Levantamento da FGV indica que 78,18% da população integra as classes A, B e C

Presidente Luiz Inácio Lula da Silva (Foto: Ricardo Stuckert/PR)

247 - O presidente Luiz Inácio Lula da Silva (PT) celebrou, nesta terça-feira (13), os resultados de um estudo da Fundação Getulio Vargas (FGV), com base em dados da Pesquisa Nacional por Amostra de Domicílios Contínua (PNADC), que aponta avanço histórico das classes A, B e C no Brasil. Segundo o levantamento, 78,18% da população brasileira passou a integrar essas faixas de renda em 2024, o maior patamar da série histórica iniciada em 1976. 

Em publicação nas redes sociais, Lula afirmou que, em apenas dois anos, cerca de 17,4 milhões de pessoas deixaram a pobreza e passaram a integrar as classes A, B e C, número equivalente à população inteira do Equador. "Este resultado é fruto de uma economia forte que gera mais empregos, renda e oportunidade para os trabalhadores", escreveu Lula nas redes sociais.

Ritmo acelerado

O estudo mostra que a participação das classes A, B e C cresceu 8,44 pontos percentuais entre 2022 e 2024. De acordo com a FGV, o ritmo dessa mudança foi 74% mais acelerado do que o observado entre 2003 e 2014, período também marcado por forte mobilidade social no país.

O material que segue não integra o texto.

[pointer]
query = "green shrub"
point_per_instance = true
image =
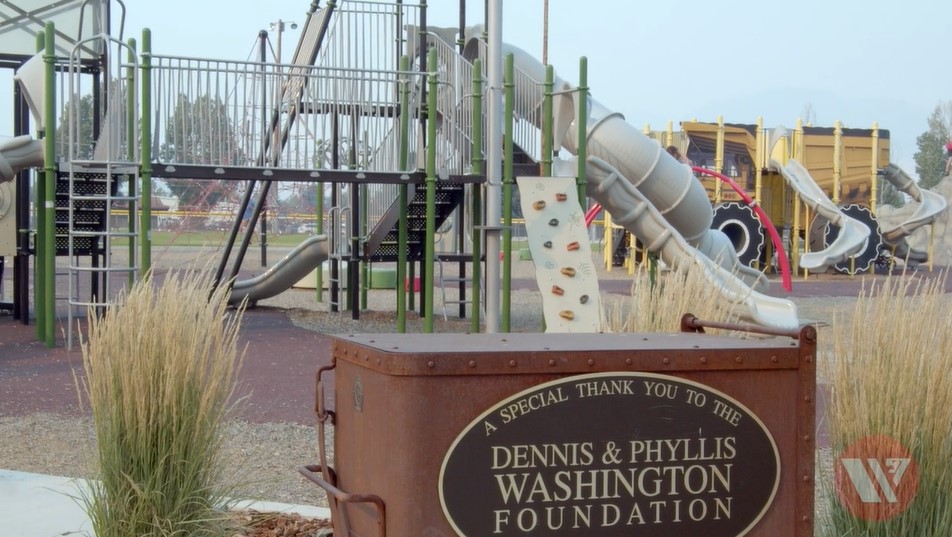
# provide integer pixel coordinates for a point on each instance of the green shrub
(160, 376)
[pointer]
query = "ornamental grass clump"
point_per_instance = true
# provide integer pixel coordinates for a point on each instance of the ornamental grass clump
(160, 376)
(657, 304)
(890, 414)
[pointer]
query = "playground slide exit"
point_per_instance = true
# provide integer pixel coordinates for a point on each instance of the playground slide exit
(931, 205)
(654, 196)
(283, 274)
(18, 153)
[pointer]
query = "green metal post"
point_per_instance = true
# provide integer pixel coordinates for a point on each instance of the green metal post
(366, 266)
(582, 128)
(404, 194)
(430, 191)
(49, 202)
(130, 148)
(507, 179)
(547, 127)
(39, 282)
(145, 172)
(477, 191)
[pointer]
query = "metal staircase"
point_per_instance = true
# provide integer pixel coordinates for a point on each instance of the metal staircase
(382, 244)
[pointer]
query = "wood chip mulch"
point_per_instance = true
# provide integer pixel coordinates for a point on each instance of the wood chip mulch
(267, 524)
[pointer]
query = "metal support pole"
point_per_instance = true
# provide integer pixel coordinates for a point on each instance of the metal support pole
(48, 262)
(837, 160)
(582, 152)
(547, 121)
(493, 164)
(145, 155)
(430, 194)
(404, 197)
(477, 191)
(509, 90)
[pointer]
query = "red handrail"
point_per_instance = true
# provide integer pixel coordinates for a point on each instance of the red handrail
(764, 220)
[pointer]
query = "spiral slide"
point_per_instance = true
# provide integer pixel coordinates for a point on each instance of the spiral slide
(655, 197)
(283, 274)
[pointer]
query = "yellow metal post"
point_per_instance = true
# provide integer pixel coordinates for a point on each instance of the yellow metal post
(837, 162)
(760, 160)
(719, 158)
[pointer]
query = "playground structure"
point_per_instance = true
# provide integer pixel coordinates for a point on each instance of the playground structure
(396, 132)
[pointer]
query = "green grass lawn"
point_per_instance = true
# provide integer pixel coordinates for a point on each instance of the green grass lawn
(209, 238)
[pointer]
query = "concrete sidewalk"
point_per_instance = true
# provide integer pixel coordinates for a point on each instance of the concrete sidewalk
(37, 505)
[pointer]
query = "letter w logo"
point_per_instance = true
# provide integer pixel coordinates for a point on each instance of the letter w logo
(865, 474)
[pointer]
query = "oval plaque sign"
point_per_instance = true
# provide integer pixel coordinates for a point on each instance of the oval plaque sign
(611, 454)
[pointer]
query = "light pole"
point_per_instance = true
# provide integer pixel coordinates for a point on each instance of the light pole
(278, 26)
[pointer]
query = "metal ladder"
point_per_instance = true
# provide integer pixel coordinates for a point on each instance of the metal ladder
(101, 178)
(461, 283)
(339, 249)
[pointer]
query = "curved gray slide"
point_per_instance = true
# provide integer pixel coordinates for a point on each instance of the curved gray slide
(18, 153)
(283, 274)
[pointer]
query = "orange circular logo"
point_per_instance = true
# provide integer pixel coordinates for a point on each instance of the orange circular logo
(876, 478)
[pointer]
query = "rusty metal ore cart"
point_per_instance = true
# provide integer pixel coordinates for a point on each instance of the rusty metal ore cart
(564, 434)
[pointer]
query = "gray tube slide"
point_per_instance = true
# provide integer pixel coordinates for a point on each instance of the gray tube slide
(667, 184)
(283, 274)
(19, 153)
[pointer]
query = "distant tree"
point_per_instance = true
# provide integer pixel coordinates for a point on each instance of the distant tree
(930, 160)
(82, 136)
(200, 132)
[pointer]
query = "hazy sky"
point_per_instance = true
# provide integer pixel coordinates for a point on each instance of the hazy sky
(852, 60)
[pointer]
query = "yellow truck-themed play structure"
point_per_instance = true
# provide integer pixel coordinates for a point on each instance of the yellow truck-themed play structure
(819, 187)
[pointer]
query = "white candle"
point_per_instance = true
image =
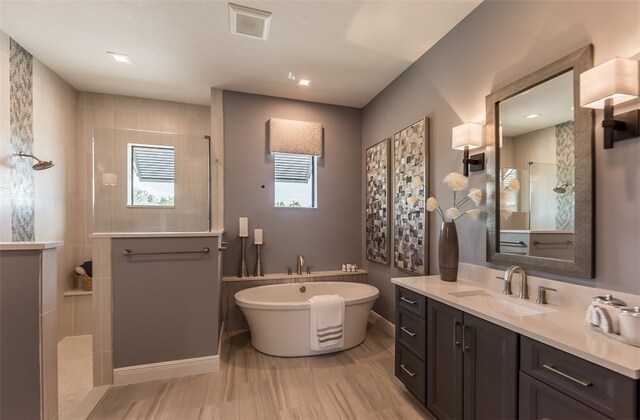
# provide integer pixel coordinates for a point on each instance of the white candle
(257, 236)
(244, 227)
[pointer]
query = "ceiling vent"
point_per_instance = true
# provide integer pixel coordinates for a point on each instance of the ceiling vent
(249, 22)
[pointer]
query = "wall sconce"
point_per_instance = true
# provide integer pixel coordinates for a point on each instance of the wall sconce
(109, 179)
(468, 136)
(607, 85)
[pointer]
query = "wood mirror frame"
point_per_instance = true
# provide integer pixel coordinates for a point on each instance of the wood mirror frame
(583, 263)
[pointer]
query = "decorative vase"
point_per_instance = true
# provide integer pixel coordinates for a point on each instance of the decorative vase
(448, 252)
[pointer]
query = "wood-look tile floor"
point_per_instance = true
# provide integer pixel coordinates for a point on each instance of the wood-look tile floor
(355, 384)
(75, 371)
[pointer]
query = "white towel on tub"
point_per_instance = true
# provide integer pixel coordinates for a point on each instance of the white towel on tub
(326, 322)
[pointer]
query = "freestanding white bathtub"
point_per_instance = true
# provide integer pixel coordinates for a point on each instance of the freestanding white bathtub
(278, 315)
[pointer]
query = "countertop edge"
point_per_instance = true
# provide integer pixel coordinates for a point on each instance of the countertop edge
(154, 234)
(34, 246)
(567, 347)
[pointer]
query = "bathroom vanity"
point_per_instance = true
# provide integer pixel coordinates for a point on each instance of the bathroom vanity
(28, 330)
(467, 351)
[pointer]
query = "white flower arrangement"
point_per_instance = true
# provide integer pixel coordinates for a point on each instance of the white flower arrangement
(456, 182)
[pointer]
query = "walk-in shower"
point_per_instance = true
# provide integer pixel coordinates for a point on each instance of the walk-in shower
(150, 181)
(40, 164)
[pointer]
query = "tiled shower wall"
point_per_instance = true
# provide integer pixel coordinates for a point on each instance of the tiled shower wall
(110, 113)
(52, 193)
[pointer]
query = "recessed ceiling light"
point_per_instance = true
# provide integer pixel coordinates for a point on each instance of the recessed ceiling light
(248, 21)
(119, 57)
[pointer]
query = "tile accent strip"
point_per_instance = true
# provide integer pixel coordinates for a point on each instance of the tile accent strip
(21, 123)
(565, 156)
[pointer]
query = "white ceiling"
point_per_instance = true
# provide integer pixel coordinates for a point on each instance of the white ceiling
(180, 49)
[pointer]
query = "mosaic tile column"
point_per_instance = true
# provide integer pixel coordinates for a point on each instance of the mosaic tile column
(565, 156)
(21, 123)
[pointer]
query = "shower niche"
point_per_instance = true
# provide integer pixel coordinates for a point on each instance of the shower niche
(149, 181)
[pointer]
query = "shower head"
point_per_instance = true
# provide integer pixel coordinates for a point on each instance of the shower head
(561, 189)
(40, 164)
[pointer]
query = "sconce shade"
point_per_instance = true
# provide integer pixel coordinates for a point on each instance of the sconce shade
(616, 79)
(466, 135)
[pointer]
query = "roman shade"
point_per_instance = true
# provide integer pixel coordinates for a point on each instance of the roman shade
(295, 137)
(292, 167)
(154, 164)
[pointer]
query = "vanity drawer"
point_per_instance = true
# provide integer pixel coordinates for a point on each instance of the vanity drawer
(608, 392)
(540, 401)
(411, 332)
(411, 301)
(412, 372)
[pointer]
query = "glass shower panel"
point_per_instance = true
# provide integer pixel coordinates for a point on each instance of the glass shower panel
(116, 175)
(542, 198)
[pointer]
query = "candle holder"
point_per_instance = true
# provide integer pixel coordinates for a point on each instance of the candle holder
(258, 271)
(244, 272)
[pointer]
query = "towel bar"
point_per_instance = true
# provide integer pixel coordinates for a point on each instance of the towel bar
(521, 244)
(552, 243)
(129, 252)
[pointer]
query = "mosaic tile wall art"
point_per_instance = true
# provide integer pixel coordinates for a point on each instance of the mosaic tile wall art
(21, 126)
(377, 205)
(410, 246)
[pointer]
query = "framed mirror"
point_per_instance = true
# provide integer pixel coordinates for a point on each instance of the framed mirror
(540, 171)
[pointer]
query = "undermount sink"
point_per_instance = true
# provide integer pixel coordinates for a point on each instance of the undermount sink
(501, 303)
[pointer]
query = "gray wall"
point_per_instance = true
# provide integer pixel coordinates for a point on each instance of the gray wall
(498, 43)
(326, 236)
(164, 305)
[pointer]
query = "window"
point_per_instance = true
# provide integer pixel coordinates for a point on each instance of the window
(151, 175)
(295, 180)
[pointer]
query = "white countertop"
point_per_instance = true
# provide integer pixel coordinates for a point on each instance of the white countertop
(564, 328)
(277, 276)
(27, 246)
(535, 231)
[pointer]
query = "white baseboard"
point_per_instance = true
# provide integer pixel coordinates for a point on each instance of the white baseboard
(167, 370)
(382, 323)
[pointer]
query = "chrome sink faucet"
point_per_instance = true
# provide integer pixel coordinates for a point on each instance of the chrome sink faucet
(299, 264)
(524, 287)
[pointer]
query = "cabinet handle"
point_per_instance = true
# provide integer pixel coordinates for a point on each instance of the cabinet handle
(456, 340)
(465, 328)
(564, 375)
(409, 301)
(411, 333)
(403, 367)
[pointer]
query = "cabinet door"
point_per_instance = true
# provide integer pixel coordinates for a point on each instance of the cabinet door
(490, 370)
(444, 360)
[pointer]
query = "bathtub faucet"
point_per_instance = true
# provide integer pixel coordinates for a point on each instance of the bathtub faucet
(299, 264)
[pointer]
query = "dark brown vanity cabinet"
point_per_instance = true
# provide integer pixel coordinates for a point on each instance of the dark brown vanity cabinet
(472, 366)
(411, 339)
(558, 385)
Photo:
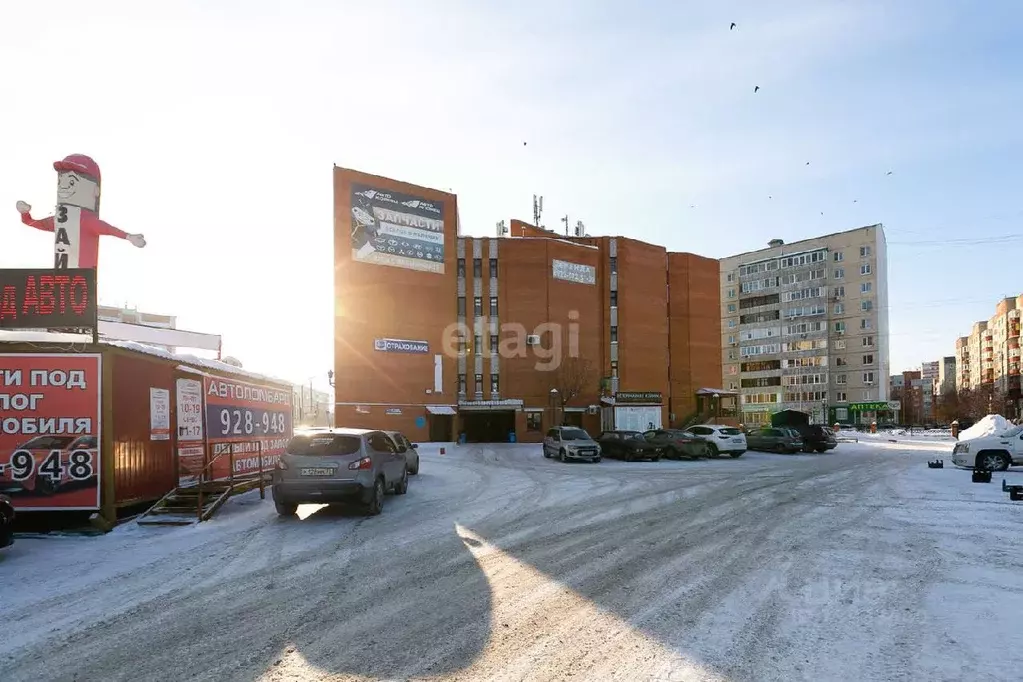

Papel das políticas públicas

Ainda segundo a pesquisa, o ganho de renda do trabalho foi o principal fator responsável pela ascensão social observada no período recente. O levantamento aponta que parte expressiva desse movimento está associada a beneficiários do Bolsa Família e do Benefício de Prestação Continuada, o BPC, que passaram a ampliar sua renda por meio do mercado de trabalho.

Em 2024, a classe C concentrou 60,97% da população brasileira, enquanto as classes A e B reuniram, juntas, 17,21%. Já as classes D e E registraram os menores níveis da série histórica, com 15,05% e 6,77%, respectivamente.